Cardiac emergency. Keadaan hipertensi emergency dengan cardiac emergency
diantaranya iskemik miocard akut, atau infark miocard, pulmonary edema, dan aortic
dissection. Pasien dengan temuan myocardial ischemia atau infarction, dapat
diberikan nitroglycerin, jika tanpa heart failure bisa ditambahkan beta blocker
(labetalol, esmolol) untuk menurunkan tekanan darah. Pasien dengan aortic
dissection, intra vena (IV) beta blocker harus diberikan pertama, diikuti dengan
vasodilating agent, dan IV nitroprusside. Target tekanan darah kurang dari 120
mmHg dalam 20 menit, sedangkan penanganan pada edema pulmo diawali dengan IV
diuretik dilanjutkan IV ACE inhibitor (enalaprilat) dan nitroglycerin. Sodium
nitroprusside dapat digunakan jika obat diatas tidak cukup menurunkan tekanan darah
(Varon et al., 2013).
Hyperadrenergic states. Pasien dengan kelebihan cathecholamine pada over dosis
amphetamine, monoamine oxidase inhibitor-induced hipertensi atau clonidine
withdrawal syndrome dapat bermanifestasi hipertensi krisis sindrom.

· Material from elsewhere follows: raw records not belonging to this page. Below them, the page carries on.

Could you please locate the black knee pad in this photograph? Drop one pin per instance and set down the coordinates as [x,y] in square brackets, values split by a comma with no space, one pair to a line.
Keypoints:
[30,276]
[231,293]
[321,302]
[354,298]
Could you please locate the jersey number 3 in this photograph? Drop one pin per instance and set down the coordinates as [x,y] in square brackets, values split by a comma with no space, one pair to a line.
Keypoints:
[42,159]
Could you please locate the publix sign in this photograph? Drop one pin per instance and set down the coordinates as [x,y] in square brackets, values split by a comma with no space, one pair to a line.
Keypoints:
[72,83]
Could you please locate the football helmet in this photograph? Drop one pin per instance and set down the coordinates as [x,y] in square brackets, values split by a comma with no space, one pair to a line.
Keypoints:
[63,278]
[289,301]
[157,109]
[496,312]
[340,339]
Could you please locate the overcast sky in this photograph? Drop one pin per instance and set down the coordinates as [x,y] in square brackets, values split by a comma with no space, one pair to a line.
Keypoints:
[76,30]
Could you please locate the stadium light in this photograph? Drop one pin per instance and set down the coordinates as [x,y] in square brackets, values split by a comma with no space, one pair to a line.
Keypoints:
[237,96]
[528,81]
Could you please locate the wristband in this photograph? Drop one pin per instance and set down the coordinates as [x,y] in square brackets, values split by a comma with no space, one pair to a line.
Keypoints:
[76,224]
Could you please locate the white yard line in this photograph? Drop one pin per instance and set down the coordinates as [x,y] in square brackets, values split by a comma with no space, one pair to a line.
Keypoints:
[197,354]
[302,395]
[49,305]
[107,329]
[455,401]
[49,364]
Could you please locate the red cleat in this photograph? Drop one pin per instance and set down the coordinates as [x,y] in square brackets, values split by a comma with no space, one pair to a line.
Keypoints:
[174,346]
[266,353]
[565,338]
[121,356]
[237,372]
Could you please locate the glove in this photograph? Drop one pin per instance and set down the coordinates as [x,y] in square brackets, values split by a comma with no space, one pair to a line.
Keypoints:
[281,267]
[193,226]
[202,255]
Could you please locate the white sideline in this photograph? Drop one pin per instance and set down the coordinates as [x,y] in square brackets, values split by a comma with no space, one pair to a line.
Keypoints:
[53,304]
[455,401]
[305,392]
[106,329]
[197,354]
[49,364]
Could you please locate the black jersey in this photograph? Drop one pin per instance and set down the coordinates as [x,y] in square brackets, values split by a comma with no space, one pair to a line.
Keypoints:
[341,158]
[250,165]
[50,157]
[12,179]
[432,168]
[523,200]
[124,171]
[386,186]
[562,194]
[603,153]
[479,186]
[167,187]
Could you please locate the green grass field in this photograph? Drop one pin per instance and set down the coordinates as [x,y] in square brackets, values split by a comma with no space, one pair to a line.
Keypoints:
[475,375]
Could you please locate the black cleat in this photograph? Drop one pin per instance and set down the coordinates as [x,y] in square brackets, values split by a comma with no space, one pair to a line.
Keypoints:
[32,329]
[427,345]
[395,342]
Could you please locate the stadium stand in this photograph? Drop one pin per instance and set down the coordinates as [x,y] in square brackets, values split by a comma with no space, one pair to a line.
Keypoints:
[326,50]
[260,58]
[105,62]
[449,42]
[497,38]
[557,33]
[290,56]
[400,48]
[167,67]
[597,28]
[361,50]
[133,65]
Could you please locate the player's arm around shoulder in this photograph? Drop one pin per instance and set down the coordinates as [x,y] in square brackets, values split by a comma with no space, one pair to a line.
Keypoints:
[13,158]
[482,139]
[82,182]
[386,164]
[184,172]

Pheochromocytoma, kontrol initial tekanan darah dapat diberikan Sodium
Nitroprusside atau IV phentolamine. Beta blockers bisa diberikan tapi tidak boleh
dipakai tunggal sampai alfa blokade tercapai. Hipertensi disebabkan clonidine
withdrawal penanganan terbaik adalah dengan dilanjutkan pemberian clonidine
disertai pemberian obat-obatan diatas. Benzodiazepine merupakan agen pertama
untuk penanganan intoksikasi cocaine (Hopkins, 2011).
Kidney failure. Acute Kidnet Injury (AKI) bisa merupakan penyebab maupun
akibat dari hipertensi emergensi. AKI termanifestasi dengan proteinuria, mikroskopik
hematuria, oliguria dan anuria. Penanganan yang optimal masih kontroversial.

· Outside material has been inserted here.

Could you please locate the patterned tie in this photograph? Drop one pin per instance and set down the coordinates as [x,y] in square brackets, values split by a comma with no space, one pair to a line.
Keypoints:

Walaupun IV nitroprusside sering digunakan, namun dapat mengakibatkan keracunan
cyanida atau thiocyanate. Parenteral fenoldopam mesylate lebih menjanjikan hasil
yang baik dan lebih safety. Penggunaannya mampu mencegah terjadinya keracunan
cyanida atau thiocyanate (David et al., 2006).
Referensi
1. David LS, Sharon EF, Colgan R. 2006. Hypertensive Urgencies and
Emergencies. Prim Care Clin Office Pract. 33:613-23.
2. Vaidya CK, Ouellette CK. 2007. Hypertensive Urgency and Emergency.
Hospital Physician. 43-50.
3. Fauci AS, Kasper DL, Longo DL, Braunwald E, Hauser SL, et al. 2008.
Harrison's Principles of Internal Medicine. Seventeenth Edition.
4. Varon J, Marik PE. 2013. Clinical Review: The Management of
Hypertensivecrises. Critical Care Journals.
5. Thomas L. 2011. Managing Hypertensive Emergency in the ED. Can
FamPhysician.57:1137-41.
6. Hopkins C. Hypertensive Emergencies in Emergency Medicine. 2011.